About two thirds of his way down the red rug that would lead him beyond the far door, beneath the barroom, and towards his pre-ordained appointment, Josey Jones considered, for the first time, the full implication of what it would mean for the Order to be exactly as it presented itself. For one thing, it takes abundant resources and impressive foresight to maintain such well-curated ambiguity. The invitation had made its way into his hands, had mentioned his full name (in block letters, no less), had brought him this far, and, still, he had no clue what he was in for.

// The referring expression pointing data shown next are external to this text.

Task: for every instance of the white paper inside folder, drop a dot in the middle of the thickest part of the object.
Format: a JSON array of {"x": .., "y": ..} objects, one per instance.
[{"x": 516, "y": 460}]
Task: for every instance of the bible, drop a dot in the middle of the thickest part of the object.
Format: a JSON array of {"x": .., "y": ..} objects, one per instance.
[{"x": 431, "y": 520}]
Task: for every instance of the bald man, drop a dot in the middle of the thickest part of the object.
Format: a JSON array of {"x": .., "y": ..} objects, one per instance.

This was not the type of cheap thrill you hear about pulled off by some kid in baggy shorts and a baseball cap grounded from fortnite and reddit for crashing his parents car. If it was something like that: explain the lady behind the bar. Explain the mirrors on the walls.

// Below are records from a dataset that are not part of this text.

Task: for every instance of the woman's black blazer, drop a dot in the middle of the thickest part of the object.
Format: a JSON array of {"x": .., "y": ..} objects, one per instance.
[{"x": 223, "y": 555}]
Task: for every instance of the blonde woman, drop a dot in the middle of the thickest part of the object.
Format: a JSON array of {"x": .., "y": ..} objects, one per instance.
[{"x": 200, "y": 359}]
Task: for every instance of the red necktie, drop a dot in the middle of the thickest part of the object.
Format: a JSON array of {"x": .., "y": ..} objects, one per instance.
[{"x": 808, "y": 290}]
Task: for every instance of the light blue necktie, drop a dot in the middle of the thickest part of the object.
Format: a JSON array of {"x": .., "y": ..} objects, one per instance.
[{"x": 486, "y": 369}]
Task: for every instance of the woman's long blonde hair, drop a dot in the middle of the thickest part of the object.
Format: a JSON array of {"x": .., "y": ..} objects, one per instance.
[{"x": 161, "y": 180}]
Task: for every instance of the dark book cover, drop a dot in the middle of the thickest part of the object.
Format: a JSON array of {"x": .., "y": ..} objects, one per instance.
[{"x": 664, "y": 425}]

No benevolent friend of his was waiting behind the second door with an assortment of loved-ones, once-promising acquaintances, and long-lost family prepared to yell, “Surprise! We love you after all! We promise never to let another 15 years pass without remembering you’re still out there, somewhere!”
No. This was the real deal. Or it was the cops. But the cops wouldn’t use such elaborate trickery. Would they?
Josey reached the far door. Facing towards it, the room behind him no longer seemed, in his memory, an infinitely repeating sequence of banquet halls, but became what it was: just one underlit and sparsely decorated barroom. Mirrors lose some of their power when confined to memory.
He tried the key. It did not fit. There was no hole, in fact, in which it could fit. He opened his mouth to protest but knew not to turn back to the woman at the bar. She would be gone, of course. She must have sized him up, decided he was unworthy, given him the men’s restroom key instead. She couldn't bring herself to tell him directly that he didn't meet the Order's standards, so she gave him this runaround and slipped away.
And, of course, it was all one big weeding out process.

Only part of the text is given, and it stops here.